Field of Science

Phytosaur Skull Preparation

Back in November of 2008 I mentioned a new phytosaur skull collected from Petrified Forest National Park during the summer. Encased in a sandstone horizon of the Jim Camp Wash beds of the Sonsela Member (Chinle Formation), the skull is from the type locality of Pseudopalatus jablonskiae and was recovered about 100 meters from the spot where the type skull was collected. As I stated this skull is important because it may represent a second specimen of P. jablonskiae, but more complete than the type skull. Alternatively it could represent another phytosaur taxon which was a contemporary of P. jablonskiae. Because the skull is from the upper Jim Camp Wash beds, above the Jasper Forest bed it should be a pseudopalatine.

The picture on the left shows the initial discovery. The skull is dorsal side up and beneath the rock hammer. Squamosals showing on the left [below the hammer handle] and the external nares showing on the right just below the hammer head. The picture on the right shows the beginning of the excavation. The sandstone was very well indurated and we needed a rock saw and hammers and chisels to block out the skull for removal. The resulting jacket weighed a few hundred pounds.

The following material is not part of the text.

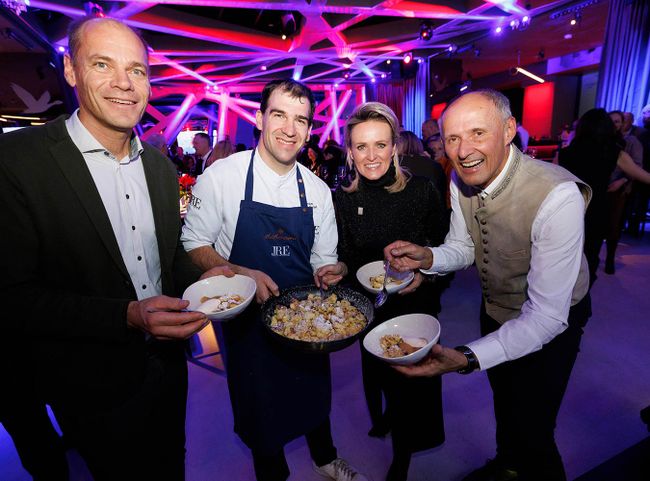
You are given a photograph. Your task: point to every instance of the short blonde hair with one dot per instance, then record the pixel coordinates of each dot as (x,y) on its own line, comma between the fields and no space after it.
(378,112)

Late last week we cracked open the jacket and PEFO preparator Matt Brown started removing the rock. As of Tuesday morning this is what was exposed:

As you can see the upper left corner of the skull is now partially exposed. The squamosals are broad in dorsal view, thus the skull does belong to a pseudopalatine. The squamosals are more posteriorly extended than in the type of P. jablonskiae; however, this appears to be a larger specimen. Unfortunately the posterodorsal surfaces of the squamosals were what was exposed at discovery and thus were somewhat eroded. Also, the rock is much harder than we expected and the separation from the bone is not always clean. Some of the bone within the rock is actually fractured as it is softer than the surrounding matrix. Still, during excavation we located the tip of the premaxilla and both quadratojugals, so we are fairly certain that we have a complete and undistorted skull. Only time will tell. Over the next month or two I'm hoping to document the entire preparation process here and we will discover exactly what this skull is and how well it is preserved. Stay tuned.

1 comment:

  1. Excellent work. I am envious; it must be very exciting to make such a find.